Depuis le 19 mai, ce n’est plus le cas. Jean, François, Dupont peut demander au Juge aux affaires familiales à ce que son identité civile devienne François, Jean, Dupont. Mais cette information n’a pas encore été largement diffusée : à en croire google, seuls les sites proposant le Code civil électronique parlent de cette “modification de l’ordre”.

La plurinomination

Les ethnologues de la France rurale, dans leurs travaux des années 1970, ont montré la survivance de pratiques de plurinomination [deux exemples : Segalen, M. [1980], Le nom caché. La dénomination dans le pays bigouden sud. L’Homme, 20[4], p.63-76. ou encore Zonabend, F. [1977], Pourquoi nommer ? (Les noms de personnes dans un village français : Minot-en–Châtillonais). Dans C. Lévi-Strauss, éd. L’Identité. Paris: Grasset, p. 257-279.]. « La mère Raymond, c’était la Michelle, mais son vrai nom c’était Simone. » Il semble qu’avec l’emprise croissante de l’administration “à distance” des individus, cette plurinomination se soit affaiblie. Il est plus simple de n’avoir qu’un seul prénom, sans avoir à répéter, constamment, que « non, certes je m’appelle Johnny, mais en fait, c’est Philippe. »
Mais si affaiblissement il y a eu, il n’y a pas eu disparition. En effet, il existe de nombreuses institutions, plus ou moins solides et cristallisées, qui disposent de leurs propres outils de nomination, souvent en tension avec les pratiques des institutions “branchées” sur l’Etat et l’état civil.
Décrivons-les un peu.

  • Il y a les institutions faibles liées à la vie en commun et à l’interconnaissance. Certains métiers donnent naissance à des surnoms plus ou moins stables [Hassoun, J.-P. [2000], Le surnom et ses usages sur les marchés à la crié du MATIF. Contrôle social, fluidité relationnelle et représentations collectives. Genèses, 41, p.5-40. ou l’étrange Gambetta, D. [2009], Codes of the Underworld. How Criminals Communicate, Princeton (New Jersey): Princeton University Press. pour les surnoms des maffiosi]. Certaines activités “en ligne” génèrent des appellations qui peuvent se déverser dans la vie hors ligne : l’interaction “in real life“, pour se stabliser, va nécessiter de s’accorder sur la “définition de la situation d’appellation” (une chose étrange, vécue lors d’un apéritif de sociologues sur twitter). La vie familiale produit, elle aussi, ses appellations diminutives.
    Mais passons, ce ne sont pas ces institutions qui m’intéressent ici.
  • Il existe en effet des institutions un peu plus solides, qui existent, de plus, en tension, plus ou moins fortes, avec l’Etat.

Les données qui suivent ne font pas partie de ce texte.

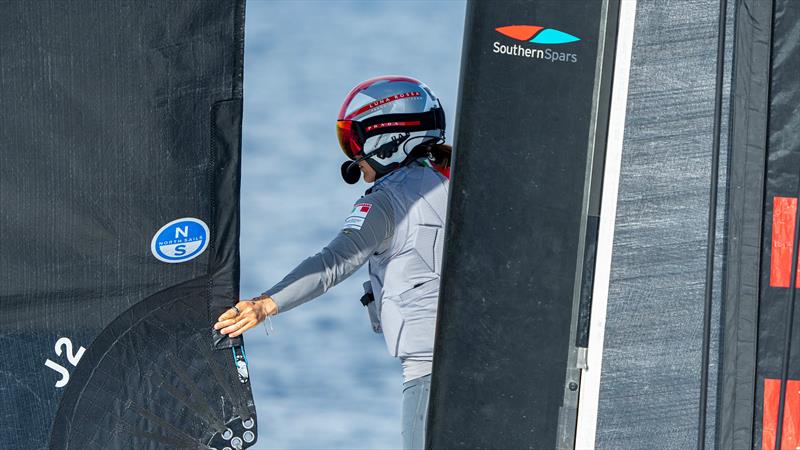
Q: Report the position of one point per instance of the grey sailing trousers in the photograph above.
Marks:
(416, 393)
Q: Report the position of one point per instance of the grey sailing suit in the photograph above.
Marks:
(399, 228)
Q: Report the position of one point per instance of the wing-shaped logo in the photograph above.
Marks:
(537, 35)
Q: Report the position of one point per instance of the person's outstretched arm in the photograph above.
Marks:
(367, 230)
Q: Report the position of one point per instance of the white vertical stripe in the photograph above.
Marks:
(590, 379)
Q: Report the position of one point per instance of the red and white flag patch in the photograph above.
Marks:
(356, 218)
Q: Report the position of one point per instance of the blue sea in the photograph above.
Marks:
(322, 379)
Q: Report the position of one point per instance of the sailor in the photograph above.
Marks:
(392, 129)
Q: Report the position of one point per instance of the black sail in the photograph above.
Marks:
(119, 185)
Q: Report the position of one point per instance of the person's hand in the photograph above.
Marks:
(245, 315)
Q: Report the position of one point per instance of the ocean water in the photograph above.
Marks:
(323, 379)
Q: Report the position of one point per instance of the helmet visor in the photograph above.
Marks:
(349, 138)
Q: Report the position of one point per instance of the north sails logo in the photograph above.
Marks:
(536, 35)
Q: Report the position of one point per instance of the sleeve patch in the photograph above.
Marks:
(356, 218)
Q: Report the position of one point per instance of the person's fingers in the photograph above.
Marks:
(245, 327)
(224, 323)
(228, 314)
(231, 328)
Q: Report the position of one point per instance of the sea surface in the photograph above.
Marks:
(322, 379)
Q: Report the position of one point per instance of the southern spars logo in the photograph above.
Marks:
(180, 240)
(539, 35)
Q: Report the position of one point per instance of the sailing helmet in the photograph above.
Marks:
(389, 116)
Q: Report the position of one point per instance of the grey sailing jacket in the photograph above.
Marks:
(399, 229)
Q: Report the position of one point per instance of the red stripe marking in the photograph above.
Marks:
(784, 212)
(365, 84)
(520, 32)
(791, 414)
(380, 102)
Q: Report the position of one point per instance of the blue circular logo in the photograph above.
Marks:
(180, 240)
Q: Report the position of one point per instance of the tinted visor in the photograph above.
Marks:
(349, 137)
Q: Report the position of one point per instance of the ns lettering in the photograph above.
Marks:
(64, 345)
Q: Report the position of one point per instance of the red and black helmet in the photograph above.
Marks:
(386, 109)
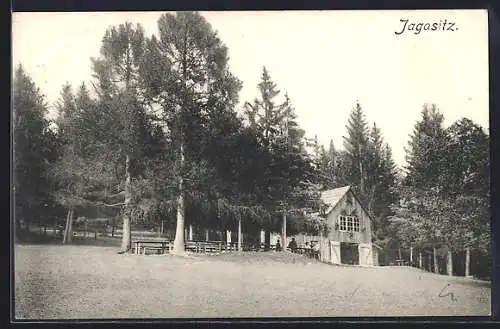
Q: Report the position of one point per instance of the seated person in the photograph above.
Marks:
(292, 245)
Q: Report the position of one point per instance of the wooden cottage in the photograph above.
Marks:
(349, 240)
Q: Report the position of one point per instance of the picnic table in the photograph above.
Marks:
(401, 262)
(142, 246)
(158, 246)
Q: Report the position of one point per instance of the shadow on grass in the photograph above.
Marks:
(31, 238)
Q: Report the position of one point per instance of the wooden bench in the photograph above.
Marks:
(210, 246)
(401, 262)
(159, 247)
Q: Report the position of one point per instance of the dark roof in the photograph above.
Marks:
(333, 196)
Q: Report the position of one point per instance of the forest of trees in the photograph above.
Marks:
(157, 135)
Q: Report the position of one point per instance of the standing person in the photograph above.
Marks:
(316, 250)
(278, 245)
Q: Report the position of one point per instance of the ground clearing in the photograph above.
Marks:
(70, 282)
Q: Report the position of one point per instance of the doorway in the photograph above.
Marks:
(349, 253)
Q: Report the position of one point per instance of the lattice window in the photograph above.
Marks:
(349, 224)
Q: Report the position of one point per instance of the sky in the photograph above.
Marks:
(325, 60)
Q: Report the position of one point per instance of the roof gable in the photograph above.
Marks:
(332, 197)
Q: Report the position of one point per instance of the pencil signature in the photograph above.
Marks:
(451, 294)
(352, 294)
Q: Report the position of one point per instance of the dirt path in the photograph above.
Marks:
(94, 282)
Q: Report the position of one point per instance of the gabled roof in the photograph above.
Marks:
(332, 197)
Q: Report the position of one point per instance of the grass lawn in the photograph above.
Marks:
(70, 282)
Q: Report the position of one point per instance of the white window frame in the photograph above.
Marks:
(349, 224)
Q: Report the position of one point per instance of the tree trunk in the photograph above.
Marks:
(126, 230)
(411, 256)
(436, 265)
(68, 230)
(179, 245)
(449, 263)
(113, 226)
(190, 233)
(361, 178)
(240, 237)
(228, 239)
(467, 262)
(283, 232)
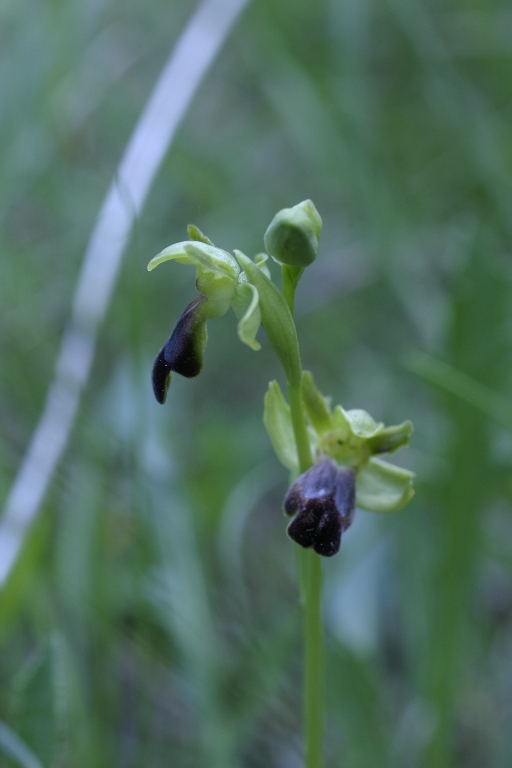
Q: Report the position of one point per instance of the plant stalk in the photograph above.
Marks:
(310, 567)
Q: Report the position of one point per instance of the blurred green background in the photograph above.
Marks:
(153, 618)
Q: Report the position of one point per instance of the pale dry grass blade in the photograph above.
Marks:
(178, 82)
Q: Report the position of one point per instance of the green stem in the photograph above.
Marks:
(310, 566)
(313, 660)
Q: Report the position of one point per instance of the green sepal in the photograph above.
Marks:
(382, 487)
(201, 255)
(216, 271)
(246, 307)
(362, 424)
(276, 319)
(278, 423)
(195, 233)
(390, 439)
(316, 405)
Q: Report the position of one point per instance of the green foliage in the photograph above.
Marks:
(159, 563)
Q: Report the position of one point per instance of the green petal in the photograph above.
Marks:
(362, 424)
(391, 438)
(260, 260)
(382, 487)
(276, 319)
(216, 271)
(247, 309)
(316, 405)
(278, 423)
(201, 255)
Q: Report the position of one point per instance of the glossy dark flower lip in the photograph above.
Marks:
(183, 351)
(322, 501)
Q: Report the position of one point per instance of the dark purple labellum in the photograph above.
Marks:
(183, 351)
(323, 502)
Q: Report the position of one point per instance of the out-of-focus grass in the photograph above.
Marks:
(153, 617)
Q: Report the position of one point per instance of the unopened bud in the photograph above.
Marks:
(293, 235)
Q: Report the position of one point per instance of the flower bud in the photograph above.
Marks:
(322, 501)
(293, 235)
(183, 351)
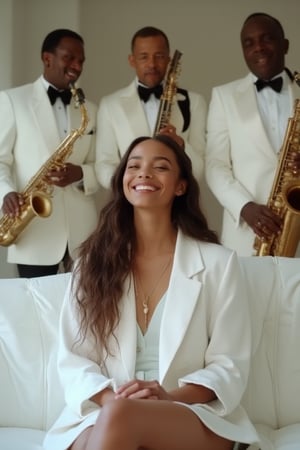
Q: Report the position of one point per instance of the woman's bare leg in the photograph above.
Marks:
(149, 424)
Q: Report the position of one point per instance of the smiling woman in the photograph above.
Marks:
(142, 343)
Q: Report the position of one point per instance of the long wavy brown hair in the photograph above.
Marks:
(106, 257)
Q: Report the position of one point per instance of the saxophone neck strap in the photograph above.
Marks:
(184, 106)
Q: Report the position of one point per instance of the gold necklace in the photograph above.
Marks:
(146, 298)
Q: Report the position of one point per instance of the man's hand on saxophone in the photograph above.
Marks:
(170, 131)
(65, 175)
(12, 203)
(263, 221)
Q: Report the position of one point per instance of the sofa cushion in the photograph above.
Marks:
(21, 439)
(30, 392)
(273, 391)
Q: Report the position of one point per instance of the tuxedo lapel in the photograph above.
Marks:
(182, 297)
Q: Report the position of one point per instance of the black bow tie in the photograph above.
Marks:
(64, 95)
(275, 84)
(144, 93)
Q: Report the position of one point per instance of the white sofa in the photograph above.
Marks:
(31, 396)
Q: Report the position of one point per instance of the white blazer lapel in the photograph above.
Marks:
(123, 347)
(44, 116)
(132, 108)
(247, 107)
(182, 296)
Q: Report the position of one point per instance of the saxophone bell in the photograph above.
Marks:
(37, 204)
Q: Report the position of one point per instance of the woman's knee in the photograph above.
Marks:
(117, 412)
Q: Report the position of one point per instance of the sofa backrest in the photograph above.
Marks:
(273, 391)
(30, 393)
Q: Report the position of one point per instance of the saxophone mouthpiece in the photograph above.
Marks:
(297, 77)
(77, 94)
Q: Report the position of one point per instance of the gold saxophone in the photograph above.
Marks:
(170, 89)
(284, 199)
(37, 193)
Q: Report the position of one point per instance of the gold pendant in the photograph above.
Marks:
(145, 308)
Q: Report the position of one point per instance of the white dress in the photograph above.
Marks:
(200, 316)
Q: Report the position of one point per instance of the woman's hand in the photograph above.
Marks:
(139, 389)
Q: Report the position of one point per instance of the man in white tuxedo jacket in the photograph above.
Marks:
(31, 130)
(124, 116)
(247, 120)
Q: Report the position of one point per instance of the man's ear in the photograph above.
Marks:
(46, 56)
(131, 60)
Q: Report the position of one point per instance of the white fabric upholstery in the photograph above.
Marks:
(30, 393)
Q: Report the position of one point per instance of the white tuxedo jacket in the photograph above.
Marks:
(204, 339)
(121, 119)
(240, 160)
(28, 137)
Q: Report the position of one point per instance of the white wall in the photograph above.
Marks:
(205, 31)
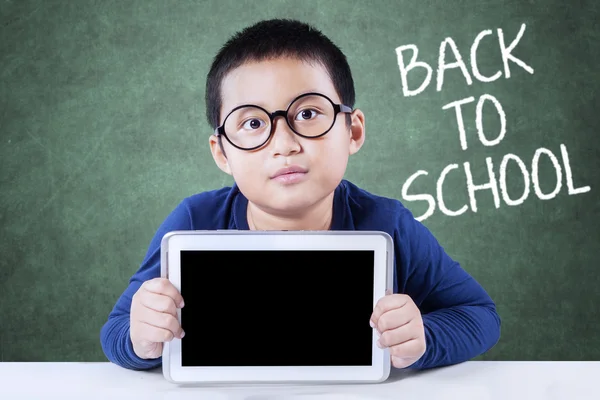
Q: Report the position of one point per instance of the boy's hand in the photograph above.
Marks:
(153, 318)
(400, 326)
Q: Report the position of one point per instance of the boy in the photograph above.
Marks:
(288, 168)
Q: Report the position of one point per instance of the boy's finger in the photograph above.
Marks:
(160, 303)
(386, 304)
(162, 321)
(165, 287)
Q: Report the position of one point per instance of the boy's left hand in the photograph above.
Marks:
(400, 326)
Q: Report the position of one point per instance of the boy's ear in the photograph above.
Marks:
(357, 131)
(218, 153)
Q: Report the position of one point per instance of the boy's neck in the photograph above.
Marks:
(318, 217)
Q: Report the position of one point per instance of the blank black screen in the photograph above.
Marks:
(277, 308)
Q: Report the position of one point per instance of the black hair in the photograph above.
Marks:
(276, 38)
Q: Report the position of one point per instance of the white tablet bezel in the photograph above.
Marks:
(380, 242)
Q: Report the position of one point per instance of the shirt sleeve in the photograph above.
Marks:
(460, 318)
(114, 335)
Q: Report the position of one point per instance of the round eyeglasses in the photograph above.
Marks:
(310, 115)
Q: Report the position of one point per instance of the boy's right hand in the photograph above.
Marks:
(153, 317)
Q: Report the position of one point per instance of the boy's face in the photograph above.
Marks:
(272, 85)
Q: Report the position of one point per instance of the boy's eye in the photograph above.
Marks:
(253, 123)
(306, 114)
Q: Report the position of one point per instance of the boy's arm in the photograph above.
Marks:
(114, 335)
(459, 316)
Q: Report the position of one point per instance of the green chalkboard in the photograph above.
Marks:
(102, 134)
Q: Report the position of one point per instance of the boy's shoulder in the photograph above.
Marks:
(211, 209)
(373, 211)
(371, 203)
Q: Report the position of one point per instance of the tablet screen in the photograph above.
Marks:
(277, 308)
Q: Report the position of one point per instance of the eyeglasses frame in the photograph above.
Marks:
(337, 108)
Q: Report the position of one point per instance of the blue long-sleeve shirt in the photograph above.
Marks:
(460, 318)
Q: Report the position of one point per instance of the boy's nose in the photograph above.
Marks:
(284, 140)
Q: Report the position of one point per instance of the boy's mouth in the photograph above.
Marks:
(291, 174)
(291, 170)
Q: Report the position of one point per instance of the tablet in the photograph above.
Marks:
(277, 306)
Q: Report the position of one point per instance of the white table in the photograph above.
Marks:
(475, 380)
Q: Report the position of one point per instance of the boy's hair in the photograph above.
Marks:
(272, 39)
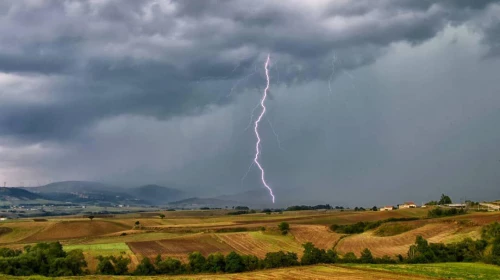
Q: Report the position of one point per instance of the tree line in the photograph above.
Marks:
(49, 259)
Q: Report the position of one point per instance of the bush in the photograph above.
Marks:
(349, 257)
(48, 259)
(440, 212)
(280, 259)
(105, 266)
(197, 262)
(234, 263)
(366, 256)
(170, 266)
(145, 268)
(251, 262)
(313, 255)
(284, 227)
(215, 263)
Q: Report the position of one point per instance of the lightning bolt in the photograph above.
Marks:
(256, 129)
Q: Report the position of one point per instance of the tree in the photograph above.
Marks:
(312, 255)
(197, 262)
(280, 259)
(284, 227)
(444, 200)
(170, 266)
(234, 263)
(145, 268)
(331, 256)
(349, 257)
(105, 266)
(250, 262)
(366, 256)
(215, 263)
(121, 265)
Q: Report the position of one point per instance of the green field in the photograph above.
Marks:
(100, 249)
(462, 271)
(440, 270)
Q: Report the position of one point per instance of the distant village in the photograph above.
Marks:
(410, 204)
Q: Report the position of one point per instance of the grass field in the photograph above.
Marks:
(182, 232)
(463, 271)
(441, 270)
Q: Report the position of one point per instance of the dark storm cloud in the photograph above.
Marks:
(142, 57)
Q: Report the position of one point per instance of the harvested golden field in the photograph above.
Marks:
(319, 235)
(320, 272)
(351, 217)
(75, 229)
(22, 230)
(180, 247)
(258, 243)
(397, 244)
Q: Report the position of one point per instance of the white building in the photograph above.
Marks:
(386, 208)
(408, 204)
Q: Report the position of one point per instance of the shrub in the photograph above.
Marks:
(145, 267)
(197, 262)
(280, 259)
(215, 263)
(234, 263)
(366, 256)
(170, 266)
(284, 227)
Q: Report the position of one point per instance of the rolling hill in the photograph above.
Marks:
(156, 195)
(85, 192)
(11, 194)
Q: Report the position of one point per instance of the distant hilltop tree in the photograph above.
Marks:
(305, 207)
(444, 200)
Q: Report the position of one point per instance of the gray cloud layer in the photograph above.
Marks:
(160, 90)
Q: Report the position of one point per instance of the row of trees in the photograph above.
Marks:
(443, 212)
(48, 259)
(467, 250)
(305, 207)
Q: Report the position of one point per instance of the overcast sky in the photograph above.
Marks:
(372, 101)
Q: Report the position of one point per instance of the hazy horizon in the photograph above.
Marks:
(371, 102)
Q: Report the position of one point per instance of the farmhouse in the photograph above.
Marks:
(408, 204)
(456, 205)
(386, 208)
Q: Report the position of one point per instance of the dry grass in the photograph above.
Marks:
(75, 229)
(319, 235)
(320, 272)
(180, 247)
(258, 243)
(397, 244)
(23, 230)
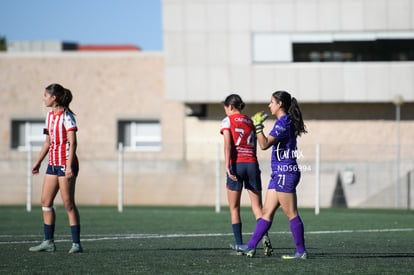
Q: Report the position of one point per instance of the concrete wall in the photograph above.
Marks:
(209, 46)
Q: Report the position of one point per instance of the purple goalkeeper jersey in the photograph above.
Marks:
(284, 152)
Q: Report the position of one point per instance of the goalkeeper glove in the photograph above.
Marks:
(258, 120)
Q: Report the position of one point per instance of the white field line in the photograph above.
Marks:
(106, 237)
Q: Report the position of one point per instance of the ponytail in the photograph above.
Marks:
(296, 116)
(291, 107)
(63, 95)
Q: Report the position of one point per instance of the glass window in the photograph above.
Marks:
(333, 47)
(26, 134)
(140, 135)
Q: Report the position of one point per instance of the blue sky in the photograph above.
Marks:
(135, 22)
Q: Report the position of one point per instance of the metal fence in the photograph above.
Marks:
(357, 176)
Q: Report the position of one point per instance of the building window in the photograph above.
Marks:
(27, 134)
(333, 47)
(140, 135)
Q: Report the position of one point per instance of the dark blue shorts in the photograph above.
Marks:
(247, 173)
(284, 181)
(60, 170)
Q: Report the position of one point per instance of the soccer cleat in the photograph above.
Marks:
(296, 256)
(267, 246)
(246, 250)
(235, 246)
(46, 245)
(76, 248)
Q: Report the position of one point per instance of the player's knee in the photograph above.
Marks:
(48, 208)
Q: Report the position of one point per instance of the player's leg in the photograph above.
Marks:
(233, 197)
(257, 208)
(263, 225)
(49, 190)
(288, 203)
(254, 183)
(67, 191)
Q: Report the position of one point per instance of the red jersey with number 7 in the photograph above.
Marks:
(243, 135)
(57, 127)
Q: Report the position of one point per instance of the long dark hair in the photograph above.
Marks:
(291, 107)
(235, 101)
(63, 95)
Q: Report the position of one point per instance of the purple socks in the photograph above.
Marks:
(296, 227)
(262, 227)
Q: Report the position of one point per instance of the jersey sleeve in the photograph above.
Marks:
(225, 125)
(69, 122)
(46, 129)
(280, 130)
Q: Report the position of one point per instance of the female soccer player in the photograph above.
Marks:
(241, 166)
(62, 168)
(285, 172)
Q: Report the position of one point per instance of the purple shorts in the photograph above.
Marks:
(284, 182)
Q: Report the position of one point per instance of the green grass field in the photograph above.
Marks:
(194, 240)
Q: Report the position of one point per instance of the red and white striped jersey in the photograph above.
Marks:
(243, 135)
(57, 127)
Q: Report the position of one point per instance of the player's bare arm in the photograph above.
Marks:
(72, 149)
(265, 142)
(42, 155)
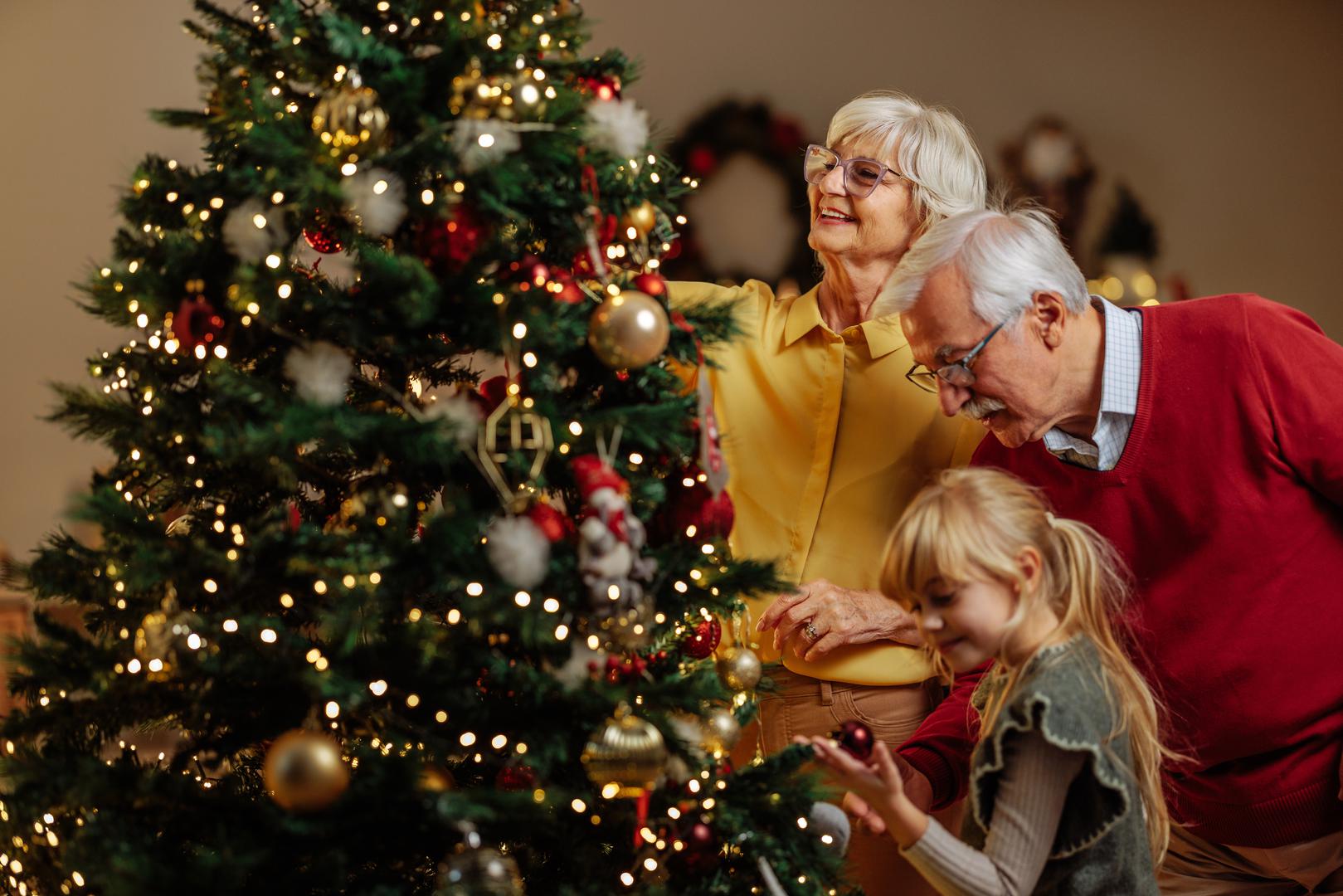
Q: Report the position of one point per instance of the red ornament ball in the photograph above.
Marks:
(703, 640)
(197, 323)
(568, 292)
(650, 284)
(856, 738)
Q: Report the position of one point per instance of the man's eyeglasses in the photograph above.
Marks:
(956, 373)
(859, 175)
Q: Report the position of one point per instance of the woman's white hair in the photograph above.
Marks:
(928, 145)
(1006, 256)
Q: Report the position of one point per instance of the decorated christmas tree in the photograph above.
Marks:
(364, 617)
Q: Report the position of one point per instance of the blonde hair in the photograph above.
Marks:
(928, 145)
(971, 525)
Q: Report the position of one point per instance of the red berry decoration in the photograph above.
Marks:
(323, 236)
(197, 323)
(704, 640)
(650, 284)
(446, 246)
(856, 738)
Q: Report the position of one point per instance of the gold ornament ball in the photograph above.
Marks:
(304, 772)
(479, 871)
(627, 752)
(642, 218)
(739, 668)
(349, 117)
(629, 331)
(722, 730)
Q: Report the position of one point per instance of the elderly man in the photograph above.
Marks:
(1205, 441)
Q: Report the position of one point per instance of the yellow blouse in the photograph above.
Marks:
(826, 441)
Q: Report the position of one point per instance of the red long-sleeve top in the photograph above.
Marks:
(1228, 505)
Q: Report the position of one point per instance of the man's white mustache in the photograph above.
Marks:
(980, 407)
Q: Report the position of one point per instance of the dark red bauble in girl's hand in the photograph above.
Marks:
(856, 738)
(703, 640)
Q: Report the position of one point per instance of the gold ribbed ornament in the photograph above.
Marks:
(722, 731)
(349, 119)
(627, 752)
(304, 772)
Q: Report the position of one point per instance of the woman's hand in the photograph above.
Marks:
(878, 796)
(837, 617)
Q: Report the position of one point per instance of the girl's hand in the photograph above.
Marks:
(878, 790)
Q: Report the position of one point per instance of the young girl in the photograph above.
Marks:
(1065, 783)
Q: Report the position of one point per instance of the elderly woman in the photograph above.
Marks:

  • L’Eglise catholique romaine, en France, a longtemps lutté contre la dépossession révolutionnaire de l’état civil, par exemple en continuant un contrôle des prénoms proposés au baptême (un contrôle qui avait commencé avant, mais en opposition, alors, à des pratiques individuelles). Pour le début du XIXe siècle, la comparaison des états-civils, des registres de baptèmes et des listes nominatives de recensement permet de saisir la plurinomination. Il y a un texte intéressant de Dupâquier à ce sujet]. Pour les années les plus récentes, il faut s’appuyer sur des sources indirectes. Ici, ce seront quelques décisions de justices, choisies pour illustrer mon propos.

    CA toulouse, arrêt du 13/3/2001
    Georges, Jacques, Marie X*** souhaite que son prénom devienne “Georges-Henry” : « ses parents attestent que leur fils a toujours eu comme prénom usuel Henry, prénom qu’ils lui ont attribué à son baptême pour des raisons familiales ». Il a vécu, pendant quelques dizaines d’années, avec un prénom usuel qui n’était pas à l’état civil.

    CA besancon, arrêt du 3/11/2005 :
    “Mom”, née au Cambodge, est baptisée “Catherine” lors de sa conversion au catholicisme. Elle s’appuie sur ce baptême pour assurer sa demande de francisation du prénom.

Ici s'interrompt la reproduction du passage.